For any matrices $B\in\mathbb C^{n\times n},C\in\mathbb C^{m\times m}$, define the separation of matrices $$sep(B,C):=\min_{X\in\mathbb C^{n\times m},||X||_2=1}||BX-XC||_2.$$ Prove that if $\lambda(B)\cap\lambda(C)=\emptyset$, then we have $$sep(B,C)\le\min\{|\mu-\lambda|;\mu\in\lambda(B),\lambda\in\lambda(C)\},$$ and the equality holds for normal $B,C$. $$$$ My first idea is that when $B,C$ are normal, we may assume $B=U\Lambda_BU^H,C=V\Lambda_CV^H$ where $U,V$ are unitary and we have $sep(B,C)=\min_{X\in\mathbb C^{n\times m},||X||_2=1}||\Lambda_BX-X\Lambda_C||_2$ by properties of 2-norm. Since $\Lambda_BX-X\Lambda_C=((b_i-c_j)x_{ij})_{i,j=1}^n$, when $|b_i-c_j|$ becomes minimum we can choose $x_{pq}=\begin{cases}1,~\text{ if }(p,q)=(i,j)\\0.5,~\text{ if }p-q\equiv i-j\pmod n\\0,~\text{others}\end{cases}$ to achieve the equality. However this doesn't solve any part of the problem, and I cannot come up with more ideas. Are there any possible ways of proceeding further? Thanks!
Edit1. By properties of Schur decomposition we may assume that (in general case) $B=UT_BU^H,C=VT_CV^H$ where $U,V$ are unitary and $T_B,T_C$ being upper triangle, we may also assume that $|{T_B}_{11}-{T_C}_{11}|=argmin_{\mu,\lambda}\{|\mu-\lambda|;\mu\in\lambda(B),\lambda\in\lambda(C)\}$, and $sep(B,C)=\min_{X\in\mathbb C^{n\times m},||X||_2=1}||T_BX-XT_C||_2$ Then if we let $x_{pq}=\begin{cases}1,~\text{ if }(p,q)=(1,1)\\0,~\text{others}\end{cases}$ we have $||X||_2=1$ and $||T_BX-XT_C||_2=\min\{|\mu-\lambda|;\mu\in\lambda(B),\lambda\in\lambda(C)\}$. Hence the inequality is proved. But how to prove the equality holding case?

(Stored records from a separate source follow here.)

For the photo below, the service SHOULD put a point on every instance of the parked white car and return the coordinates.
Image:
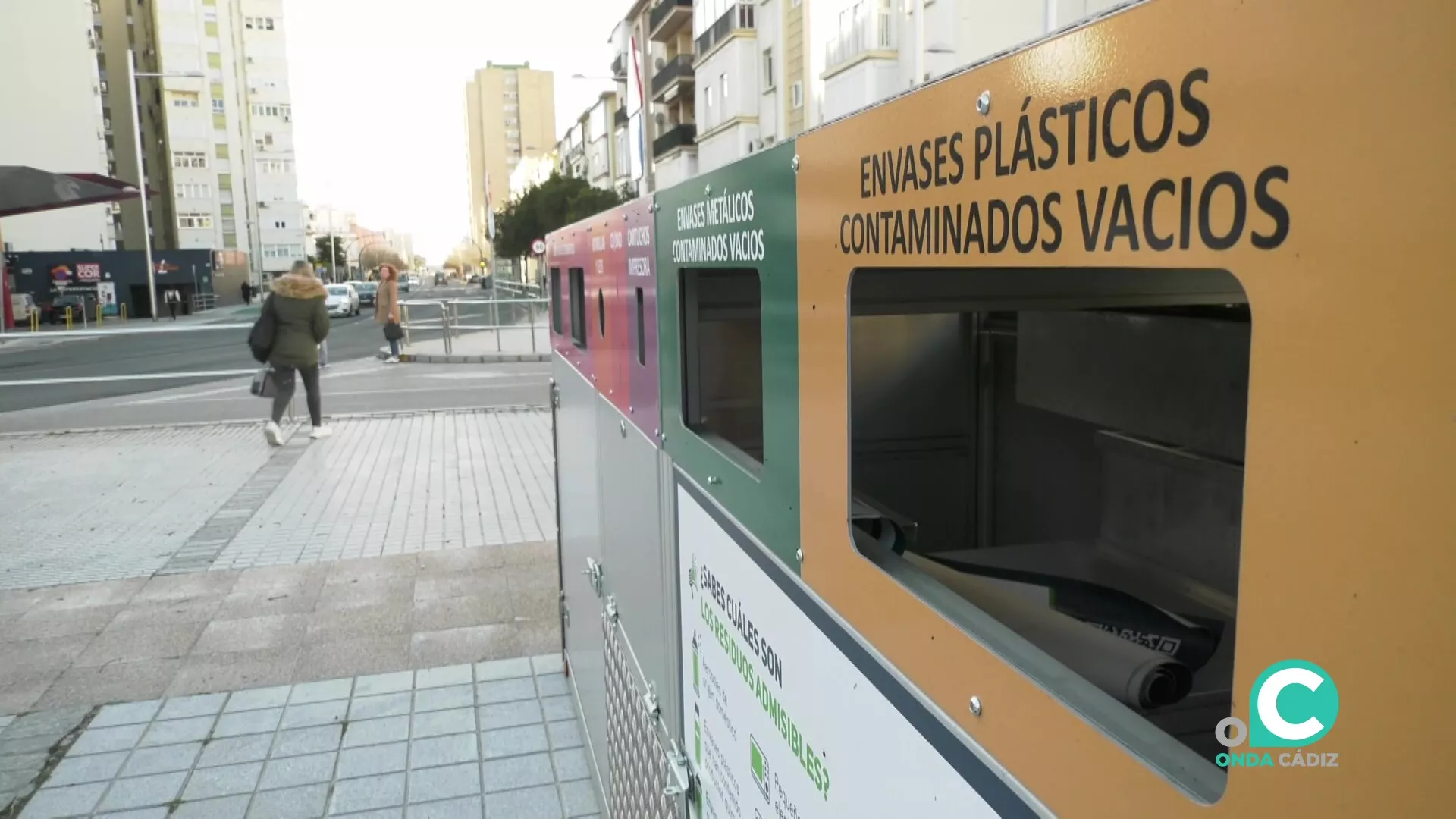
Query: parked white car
(343, 300)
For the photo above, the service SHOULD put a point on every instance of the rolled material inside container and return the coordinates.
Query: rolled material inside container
(1134, 675)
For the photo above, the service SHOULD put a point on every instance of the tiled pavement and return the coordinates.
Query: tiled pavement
(494, 741)
(121, 504)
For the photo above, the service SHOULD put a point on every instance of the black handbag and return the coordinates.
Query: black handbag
(261, 338)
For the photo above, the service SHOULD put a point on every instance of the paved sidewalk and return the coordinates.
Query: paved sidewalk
(495, 741)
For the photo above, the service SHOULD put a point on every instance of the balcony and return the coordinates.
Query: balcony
(673, 139)
(674, 74)
(669, 17)
(865, 31)
(737, 18)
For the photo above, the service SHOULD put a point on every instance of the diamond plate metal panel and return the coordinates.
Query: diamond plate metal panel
(639, 771)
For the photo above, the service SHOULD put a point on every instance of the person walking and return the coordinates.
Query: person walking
(386, 308)
(302, 322)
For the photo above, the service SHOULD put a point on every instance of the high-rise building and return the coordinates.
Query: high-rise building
(218, 146)
(55, 117)
(510, 114)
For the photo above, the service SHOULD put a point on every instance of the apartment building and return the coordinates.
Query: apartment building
(510, 114)
(55, 117)
(877, 50)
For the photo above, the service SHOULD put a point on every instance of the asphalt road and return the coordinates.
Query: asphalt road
(364, 385)
(184, 352)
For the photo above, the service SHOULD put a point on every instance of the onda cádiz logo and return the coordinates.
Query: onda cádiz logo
(1294, 706)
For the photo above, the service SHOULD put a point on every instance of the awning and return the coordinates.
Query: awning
(31, 190)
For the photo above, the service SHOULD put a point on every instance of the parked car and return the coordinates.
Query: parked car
(55, 312)
(366, 290)
(343, 300)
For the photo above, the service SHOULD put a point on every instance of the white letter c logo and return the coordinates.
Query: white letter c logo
(1269, 704)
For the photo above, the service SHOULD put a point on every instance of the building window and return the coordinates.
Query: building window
(194, 191)
(188, 159)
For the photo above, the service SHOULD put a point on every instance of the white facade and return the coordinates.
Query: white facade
(52, 108)
(231, 133)
(870, 47)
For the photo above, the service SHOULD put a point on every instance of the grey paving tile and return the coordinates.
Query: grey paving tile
(172, 732)
(513, 742)
(305, 802)
(258, 698)
(383, 684)
(450, 781)
(441, 723)
(367, 793)
(143, 792)
(228, 780)
(237, 749)
(510, 714)
(224, 808)
(162, 760)
(197, 706)
(315, 714)
(580, 799)
(517, 773)
(126, 714)
(558, 708)
(242, 723)
(441, 676)
(381, 706)
(491, 670)
(565, 733)
(91, 768)
(293, 771)
(444, 751)
(308, 741)
(373, 760)
(101, 741)
(552, 686)
(571, 764)
(507, 689)
(526, 803)
(50, 803)
(378, 732)
(548, 664)
(441, 698)
(322, 691)
(466, 808)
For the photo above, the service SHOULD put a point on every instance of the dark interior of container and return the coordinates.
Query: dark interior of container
(1075, 423)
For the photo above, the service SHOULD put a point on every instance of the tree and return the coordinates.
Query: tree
(321, 249)
(554, 205)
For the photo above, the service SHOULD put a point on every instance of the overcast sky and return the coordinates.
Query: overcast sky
(379, 96)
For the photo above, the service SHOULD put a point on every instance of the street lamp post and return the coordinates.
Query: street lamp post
(146, 202)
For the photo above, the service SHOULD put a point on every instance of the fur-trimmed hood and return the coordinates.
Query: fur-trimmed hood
(299, 286)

Let $u$ be a unit right-eigenvector corresponding to an eigenvalue $\mu_j$ of $B$ and $v$ be a unit left-eigenvector corresponding to an eigenvalue $\lambda_i$ of $C$. Then $$ \min_{\|X\|_2=1}\|BX-XC\|_2 \le\|Buv^\top-uv^\top C\|_2 =|\mu_j-\lambda_i|\|uv^\top\|_2 =|\mu_j-\lambda_i|. $$ Hence $\min_{\|X\|_2=1}\|BX-XC\|_2\le\min_{i,j}|\mu_j-\lambda_i|$. Note that this is true regardless of any overlapping (or the lack of it) between the spectra of $B$ and $C$.
The claim about the normal case is false. Here is a random counterexample generated by computer: \begin{aligned} B&=\pmatrix{0.9926&0\\ 0&0.4846},\\ C&=\pmatrix{0.1725&0\\ 0&0.7319},\\ X_0&=\pmatrix{0.092101&-0.682802\\ -0.647583&0.511843},\,\sigma_1(X_0)=1,\,\sigma_2(X_0)=0.3950,\\ BX_0-X_0C&=\pmatrix{0.075535&-0.178049\\ -0.202120&-0.126554},\\ \|BX_0-X_0C\|_2&=0.2435,\\ \min_{i,j}|\mu_i(B)-\lambda_j(C)| &=\min\{0.8201,\,0.2607,\,0.3121,\,0.2473\}=0.2473. \end{aligned} Strict inequality holds in this case: $$ \min_{\|X\|_2=1}\|BX-XC\|_2 \le\|BX_0-X_0C\|_2 =0.2435<0.2473 =\min_{i,j}|\mu_i(B)-\lambda_j(C)|. $$